When I was writing DUKES ARE FOREVER, the heroine, Kate Benton, helps the local villagers by providing medical assistance. She would love to be a real doctor--but no such thing for a woman, not in those days, except for being a mid-wife or perhaps a nurse for female patients only. Women could not go to medical school. So Kate must teach herself and conduct her own experiements for cures using the herbs and plants she grows in her garden.
As you read through DUKES ARE FOREVER, you'll notice that medicine and medical care does come to the forefront throughout the novel. A few points to note--
Medicines -- Kate uses herbs and plants for medicines, which was exactly how it would have been in Regency times. A person would go to his/her local apothocary and purchase various herbal combinations which might (but mostly not) help with their conditions. Having no local apothocary, Kate must make her own. When Edward is shot, laudenum is used for pain. Very potent, very addictive, used frequently during this time.
Infections -- No such thing as germ theory yet; although physicians were beginning to understand the process of innoculation to fend off communicative diseases, like smallpox, they didn't understand how to combat infections very well. In fact, a lot of what they did--such as not changing bandages, not thoroughly sterilizing equipment, etc.--made it worse. And with no antibiotics, even a small cut could result in death. The advancements which were being made were largely coincidental and made by rural physicans. For example, no one knew why midwives should wash their hands before the birth; they just knew from experience that midwives in the country who washed their hands first had more babies survive than those who didn't. The same with changing bandages. Rural doctors who changed bandages more frequently (or even at all) than their urban counterparts discovered less infections. Which brings us to...

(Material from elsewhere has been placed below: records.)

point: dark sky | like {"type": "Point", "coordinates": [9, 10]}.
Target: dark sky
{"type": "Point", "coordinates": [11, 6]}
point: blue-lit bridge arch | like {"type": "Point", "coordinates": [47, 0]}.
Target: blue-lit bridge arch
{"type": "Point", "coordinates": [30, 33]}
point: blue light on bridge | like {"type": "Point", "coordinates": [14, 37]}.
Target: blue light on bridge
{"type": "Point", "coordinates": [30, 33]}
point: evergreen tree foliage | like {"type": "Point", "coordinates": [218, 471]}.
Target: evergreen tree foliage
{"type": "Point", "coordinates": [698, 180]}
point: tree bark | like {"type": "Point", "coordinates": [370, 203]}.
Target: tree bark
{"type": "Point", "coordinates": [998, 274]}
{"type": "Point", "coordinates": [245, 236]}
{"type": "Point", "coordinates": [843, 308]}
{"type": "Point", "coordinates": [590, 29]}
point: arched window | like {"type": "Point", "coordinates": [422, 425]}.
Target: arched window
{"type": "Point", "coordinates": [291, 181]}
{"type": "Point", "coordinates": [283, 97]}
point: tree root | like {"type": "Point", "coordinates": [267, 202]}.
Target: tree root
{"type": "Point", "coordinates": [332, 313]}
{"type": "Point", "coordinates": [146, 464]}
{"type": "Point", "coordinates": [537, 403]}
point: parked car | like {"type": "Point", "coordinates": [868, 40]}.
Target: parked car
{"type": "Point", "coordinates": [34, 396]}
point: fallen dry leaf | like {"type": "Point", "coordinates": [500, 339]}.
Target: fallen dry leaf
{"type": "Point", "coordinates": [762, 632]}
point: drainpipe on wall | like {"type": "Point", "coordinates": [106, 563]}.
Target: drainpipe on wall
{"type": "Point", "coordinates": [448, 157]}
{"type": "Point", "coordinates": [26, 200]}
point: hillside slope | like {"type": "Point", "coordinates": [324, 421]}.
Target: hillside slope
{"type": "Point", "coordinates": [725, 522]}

Bullet wounds -- In DUKES ARE FOREVER, (spoiler!) Edward is shot in a duel, and when Kate rushes to his side to help, she pleads with the physician to leave the stitches in longer than practice allowed. At the time, it was common for sutures to be removed after only 3 days--and even that had been longer than usual--because that was what the field doctors were doing during the Napoleonic Wars. Thank goodness that the French doctors during this time started to see that leaving the stitches in longer would lead to better mending of the flesh and result in less post-surgery incidents of tearing the wound back open. (Side note: In DUKES ARE FOREVER, Kate uses Napoleon's private surgeon as an example of why to leave the sutures in longer, only to be scoffed at for believing a surgeon and a French one at that.) Which brings us to...
Physicians Vs. Surgeons -- A clear distinction set these two types of doctors apart. A surgeon did the messy work of the surgery and stopping the bleeding, putting in stitches, etc. while a physician dealt with matters of "physic." (And neither had anything to do with women birthing babies.) If you had a duel, you'd arrange for a surgeon to be present in case you lost. Once the surgeon patched you up, you'd appeal to the physician for the medicine to heal the wounds and pain medication to keep you happily loopy.
Anesthesia – Didn’t exist. They held surgeries anyway, even cutting into the body cavity and cutting off body parts.
Dentistry – You don’t want to know.
In general, life was painful, physcially messy, and short. Average life expectancy at this time was less than 40 years old (which didn’t occur, by the way, until around 1900), approximately 1 out of 10 women died in childbirth, and a scratch on the arm could kill you. So when Kate Bennett comments that she wouldn’t trust the local doctor with a dead cat, she wasn’t exaggerating.